In 1982, Philippines-Cities Service experienced a wear failure of a cateneary anchor chain mooring used to moor a CALM type buoy. In order to explain the failure, Cities Service conducted a comprehensive failure analysis and model basin test of the failed system, and in addition, performed comparative wear tests on U3 and U4 chain. The results of the investigation indicate that interlink motion and resulting wear are an important design criteria for mooring lines.
In 1982, Phillippines-Cities Service installed a CALM type mooring terminal near Palawan Island in the South China Sea. A 100,000 DWT tanker was soft moored to the CALM for use as a permanent storage facility for the Matinloc Oil field. The system was to remain in service until a rigid arm system under fabrication could replace the CALM type mooring.
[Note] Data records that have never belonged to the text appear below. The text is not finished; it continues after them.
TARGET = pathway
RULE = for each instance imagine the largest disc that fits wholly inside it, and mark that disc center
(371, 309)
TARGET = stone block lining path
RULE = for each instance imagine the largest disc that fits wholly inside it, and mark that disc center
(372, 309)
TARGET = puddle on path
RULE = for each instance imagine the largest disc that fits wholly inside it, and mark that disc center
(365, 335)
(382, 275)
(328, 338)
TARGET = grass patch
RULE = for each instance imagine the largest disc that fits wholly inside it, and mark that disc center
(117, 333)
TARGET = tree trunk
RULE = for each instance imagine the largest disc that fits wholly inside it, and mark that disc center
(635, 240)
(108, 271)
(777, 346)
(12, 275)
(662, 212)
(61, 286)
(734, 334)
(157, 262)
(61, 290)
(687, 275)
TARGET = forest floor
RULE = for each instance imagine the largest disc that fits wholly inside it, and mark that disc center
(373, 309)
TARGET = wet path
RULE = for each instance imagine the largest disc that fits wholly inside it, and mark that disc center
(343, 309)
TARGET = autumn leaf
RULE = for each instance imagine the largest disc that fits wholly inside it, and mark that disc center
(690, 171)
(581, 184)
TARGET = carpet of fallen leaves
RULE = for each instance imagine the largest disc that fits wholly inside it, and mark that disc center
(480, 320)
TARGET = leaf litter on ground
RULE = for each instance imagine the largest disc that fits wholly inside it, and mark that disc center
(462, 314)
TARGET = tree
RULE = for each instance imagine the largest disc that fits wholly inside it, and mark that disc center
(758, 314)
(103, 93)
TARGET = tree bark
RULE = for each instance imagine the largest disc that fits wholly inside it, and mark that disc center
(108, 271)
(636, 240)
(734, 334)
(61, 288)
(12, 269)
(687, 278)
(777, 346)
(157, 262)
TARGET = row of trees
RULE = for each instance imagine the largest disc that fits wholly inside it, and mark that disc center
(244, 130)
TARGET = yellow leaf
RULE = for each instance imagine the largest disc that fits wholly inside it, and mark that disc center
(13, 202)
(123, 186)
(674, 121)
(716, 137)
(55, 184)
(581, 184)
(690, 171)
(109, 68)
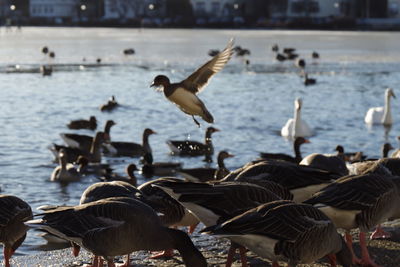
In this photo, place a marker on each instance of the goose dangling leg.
(192, 227)
(243, 257)
(7, 255)
(366, 260)
(95, 262)
(195, 121)
(332, 259)
(349, 242)
(169, 253)
(379, 233)
(126, 263)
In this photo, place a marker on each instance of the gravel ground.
(385, 252)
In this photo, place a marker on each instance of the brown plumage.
(13, 212)
(183, 94)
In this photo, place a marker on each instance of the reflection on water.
(250, 104)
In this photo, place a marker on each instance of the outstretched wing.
(199, 79)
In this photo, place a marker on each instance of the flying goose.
(296, 127)
(194, 148)
(302, 181)
(84, 142)
(281, 156)
(183, 94)
(216, 203)
(381, 115)
(283, 230)
(129, 149)
(117, 226)
(63, 172)
(361, 201)
(13, 212)
(206, 173)
(90, 124)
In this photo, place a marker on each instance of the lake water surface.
(250, 105)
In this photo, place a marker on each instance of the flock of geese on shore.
(280, 207)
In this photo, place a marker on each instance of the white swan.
(296, 127)
(381, 115)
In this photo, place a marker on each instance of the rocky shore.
(385, 252)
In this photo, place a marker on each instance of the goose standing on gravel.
(281, 156)
(117, 226)
(183, 94)
(13, 212)
(283, 230)
(216, 203)
(381, 115)
(302, 181)
(363, 202)
(296, 127)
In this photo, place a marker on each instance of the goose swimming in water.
(381, 115)
(184, 93)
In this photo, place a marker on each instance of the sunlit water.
(250, 105)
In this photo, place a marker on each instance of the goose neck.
(190, 254)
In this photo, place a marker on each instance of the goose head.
(385, 149)
(160, 82)
(298, 103)
(130, 170)
(147, 132)
(389, 92)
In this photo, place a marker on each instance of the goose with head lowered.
(361, 201)
(184, 93)
(381, 115)
(216, 203)
(117, 226)
(296, 126)
(283, 230)
(13, 212)
(281, 156)
(301, 181)
(194, 148)
(129, 149)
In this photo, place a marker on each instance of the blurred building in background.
(320, 14)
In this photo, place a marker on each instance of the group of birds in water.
(280, 207)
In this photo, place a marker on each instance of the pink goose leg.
(380, 233)
(349, 242)
(366, 260)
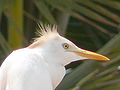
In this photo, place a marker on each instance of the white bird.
(41, 65)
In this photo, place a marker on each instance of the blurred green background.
(90, 24)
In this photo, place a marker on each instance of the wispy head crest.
(46, 29)
(44, 32)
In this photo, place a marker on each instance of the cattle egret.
(41, 65)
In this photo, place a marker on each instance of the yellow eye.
(65, 46)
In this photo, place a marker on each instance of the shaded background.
(90, 24)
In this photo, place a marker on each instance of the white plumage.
(40, 66)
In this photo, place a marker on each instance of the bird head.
(58, 49)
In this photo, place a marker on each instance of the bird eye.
(65, 46)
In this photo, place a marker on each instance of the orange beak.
(90, 55)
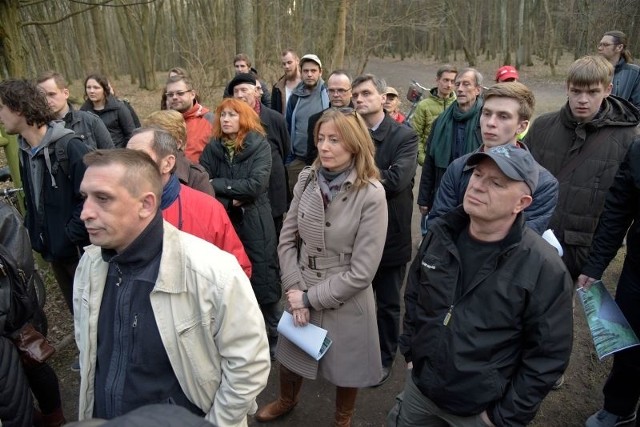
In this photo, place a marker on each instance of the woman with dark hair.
(238, 160)
(114, 113)
(330, 247)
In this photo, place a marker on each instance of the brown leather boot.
(345, 405)
(290, 384)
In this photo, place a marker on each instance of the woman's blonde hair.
(171, 121)
(356, 140)
(249, 121)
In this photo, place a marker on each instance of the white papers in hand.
(312, 339)
(552, 240)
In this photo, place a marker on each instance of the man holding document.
(330, 247)
(622, 389)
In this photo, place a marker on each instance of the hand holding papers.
(609, 328)
(312, 339)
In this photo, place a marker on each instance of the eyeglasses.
(179, 93)
(338, 91)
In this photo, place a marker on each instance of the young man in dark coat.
(396, 157)
(582, 145)
(621, 211)
(243, 87)
(626, 77)
(504, 103)
(52, 189)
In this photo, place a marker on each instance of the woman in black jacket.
(238, 160)
(114, 113)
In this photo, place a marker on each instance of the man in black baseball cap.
(488, 305)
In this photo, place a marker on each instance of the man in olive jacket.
(396, 157)
(582, 145)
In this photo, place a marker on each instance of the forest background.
(137, 38)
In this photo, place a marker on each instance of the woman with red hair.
(238, 160)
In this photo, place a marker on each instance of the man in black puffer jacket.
(582, 145)
(51, 183)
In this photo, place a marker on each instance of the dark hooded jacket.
(556, 138)
(626, 82)
(500, 345)
(245, 177)
(116, 117)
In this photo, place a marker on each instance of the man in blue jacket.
(51, 183)
(506, 112)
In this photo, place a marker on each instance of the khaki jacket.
(341, 250)
(208, 319)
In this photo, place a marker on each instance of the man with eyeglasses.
(626, 77)
(396, 157)
(182, 98)
(582, 145)
(283, 88)
(339, 89)
(455, 132)
(308, 98)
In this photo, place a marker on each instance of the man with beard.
(181, 97)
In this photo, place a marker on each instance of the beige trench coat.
(345, 243)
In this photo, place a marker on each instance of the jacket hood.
(614, 112)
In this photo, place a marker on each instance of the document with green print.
(609, 328)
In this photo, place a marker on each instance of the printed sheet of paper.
(312, 339)
(609, 328)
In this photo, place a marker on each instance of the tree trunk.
(11, 38)
(551, 42)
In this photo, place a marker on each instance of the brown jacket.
(352, 228)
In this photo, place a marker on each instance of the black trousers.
(622, 389)
(386, 285)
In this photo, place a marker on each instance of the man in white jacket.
(160, 316)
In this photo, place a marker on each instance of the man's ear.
(149, 205)
(167, 164)
(523, 203)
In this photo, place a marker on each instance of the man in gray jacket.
(308, 98)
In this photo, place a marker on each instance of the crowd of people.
(178, 241)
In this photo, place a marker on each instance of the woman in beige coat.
(339, 212)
As a consequence, the anchor chains were sized for the rigid arm system. Since the CALM buoy did not have sufficient buoyancy to support all six chain legs (standard 6-leg spread with 60° between adjacent chains), only 4 legs were connected. To further reduce weight and maintain adequate safety factors, U4 chain was used in the uppermost portion of the catenary near the buoy. Figure 1 shows the resulting anchor chain pattern which later failed. Table 1 summarizes the important parameters of the mooring at the time of the failure.
Approximately two months after installation a typhoon passed near the Matinclo field generating 40–70 knot winds and 3U ft. maximum waves for a period of about three days. The maximum storm intensity was less severe than the design storm for the tanker connected to the buoy. During the storm two chains failed by excessive interlink wear and the remaining two chains were worn about 50% through. Figure 2 shows one such failed link. On all chains the wear occurred at the junction between the fixed stopper link and the first tree link in the catenary. This point experiences the majority of relative motion between the buoy and the catenary.
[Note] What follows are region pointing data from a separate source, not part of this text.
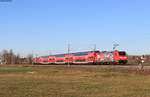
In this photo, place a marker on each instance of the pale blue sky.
(41, 26)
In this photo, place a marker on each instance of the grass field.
(74, 81)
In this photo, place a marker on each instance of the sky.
(47, 26)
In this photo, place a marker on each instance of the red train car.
(85, 57)
(89, 57)
(112, 57)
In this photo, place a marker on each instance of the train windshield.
(122, 53)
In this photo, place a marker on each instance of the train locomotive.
(88, 57)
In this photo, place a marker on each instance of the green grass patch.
(75, 81)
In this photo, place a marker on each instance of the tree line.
(9, 57)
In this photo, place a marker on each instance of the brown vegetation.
(9, 57)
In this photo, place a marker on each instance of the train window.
(122, 53)
(60, 61)
(80, 60)
(68, 58)
(90, 57)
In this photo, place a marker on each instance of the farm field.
(74, 81)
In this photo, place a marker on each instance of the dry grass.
(76, 81)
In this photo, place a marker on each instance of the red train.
(89, 57)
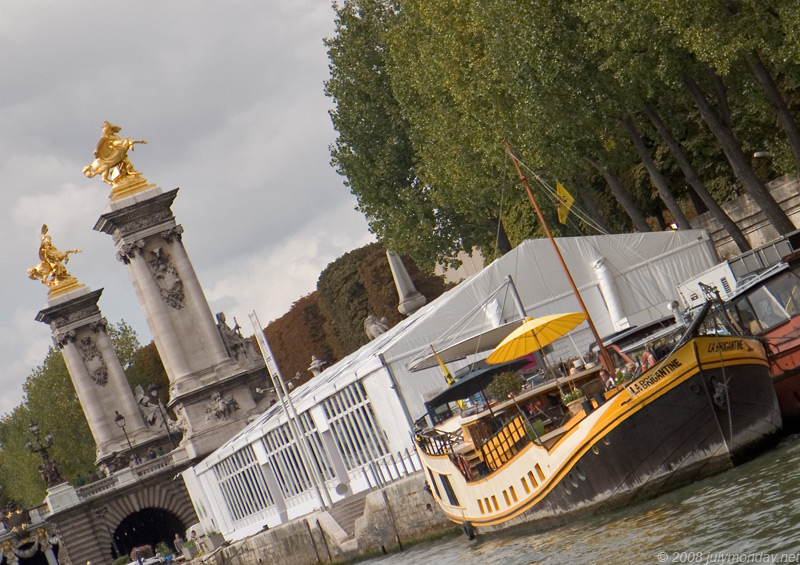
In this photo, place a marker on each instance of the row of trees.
(329, 323)
(648, 111)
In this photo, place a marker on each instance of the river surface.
(749, 514)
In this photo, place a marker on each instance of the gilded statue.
(52, 270)
(111, 157)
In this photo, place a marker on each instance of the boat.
(767, 305)
(706, 403)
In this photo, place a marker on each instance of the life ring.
(468, 529)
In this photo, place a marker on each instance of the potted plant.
(573, 400)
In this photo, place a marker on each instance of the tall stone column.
(79, 331)
(212, 378)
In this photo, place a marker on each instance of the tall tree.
(373, 150)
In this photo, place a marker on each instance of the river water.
(749, 514)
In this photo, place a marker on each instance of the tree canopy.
(649, 112)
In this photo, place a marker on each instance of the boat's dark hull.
(691, 431)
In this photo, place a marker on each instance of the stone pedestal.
(212, 385)
(61, 497)
(79, 331)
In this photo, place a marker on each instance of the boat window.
(713, 324)
(435, 487)
(768, 310)
(448, 489)
(746, 316)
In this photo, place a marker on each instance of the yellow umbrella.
(534, 334)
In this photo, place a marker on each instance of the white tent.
(623, 279)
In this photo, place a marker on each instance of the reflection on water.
(752, 511)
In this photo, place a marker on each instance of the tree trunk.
(739, 163)
(693, 179)
(622, 196)
(723, 109)
(590, 203)
(503, 243)
(781, 109)
(655, 175)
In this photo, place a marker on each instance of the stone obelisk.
(213, 372)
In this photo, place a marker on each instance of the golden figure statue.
(52, 271)
(111, 158)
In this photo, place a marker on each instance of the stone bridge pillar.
(212, 379)
(79, 331)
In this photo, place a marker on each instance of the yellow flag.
(448, 376)
(565, 201)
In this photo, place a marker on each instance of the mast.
(605, 358)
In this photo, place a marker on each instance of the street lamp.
(119, 420)
(152, 388)
(101, 513)
(50, 471)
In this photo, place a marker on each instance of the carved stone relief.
(127, 251)
(172, 234)
(221, 407)
(93, 359)
(167, 278)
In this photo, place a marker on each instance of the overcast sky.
(230, 97)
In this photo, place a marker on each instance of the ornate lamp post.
(101, 513)
(119, 420)
(152, 388)
(49, 469)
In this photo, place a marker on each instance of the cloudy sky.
(230, 97)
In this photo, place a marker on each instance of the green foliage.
(426, 91)
(297, 335)
(571, 396)
(360, 283)
(51, 401)
(504, 384)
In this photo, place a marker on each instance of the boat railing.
(506, 443)
(439, 442)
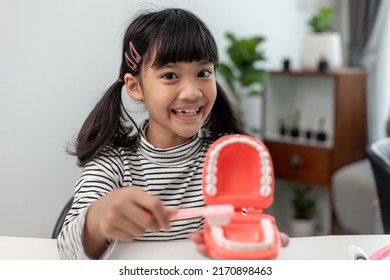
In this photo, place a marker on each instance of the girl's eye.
(204, 74)
(170, 76)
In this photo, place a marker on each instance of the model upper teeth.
(189, 112)
(266, 179)
(265, 190)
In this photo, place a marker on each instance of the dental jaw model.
(238, 183)
(238, 171)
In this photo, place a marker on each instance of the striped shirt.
(174, 175)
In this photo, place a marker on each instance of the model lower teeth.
(187, 112)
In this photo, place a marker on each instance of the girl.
(133, 176)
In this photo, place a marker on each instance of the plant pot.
(302, 227)
(319, 46)
(295, 132)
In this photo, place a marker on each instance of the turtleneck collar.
(173, 155)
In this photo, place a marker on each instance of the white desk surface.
(332, 247)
Historically, accelerated wear rates have not occurred on similar CALMS; however, the Cities terminal was unique in several ways. Grade U4 chain relatively new product of high strength chain) was used in the wear zone where large interlink relative motions occur. Also, the buoy anchor chain pattern was asymmetric with distinct strong and weak roll stiffness axes and surge stiffness axes. Clearly, either the metallurgical composition of the U4 chain is unusually susceptible to wear as compared to U3 chain; or the asymmetric hookup of the buoy generates such large forces and motions that any anchor chain steel would wear at an accelerated rate, regardless of grade.
A failure analysis and review of existing metallurgical data showed that an experimental wear test program was needed to define the wear characteristics of both U3 and U4 chain. Model basin studies were also performed to quantity the force-motion time history at the wear point.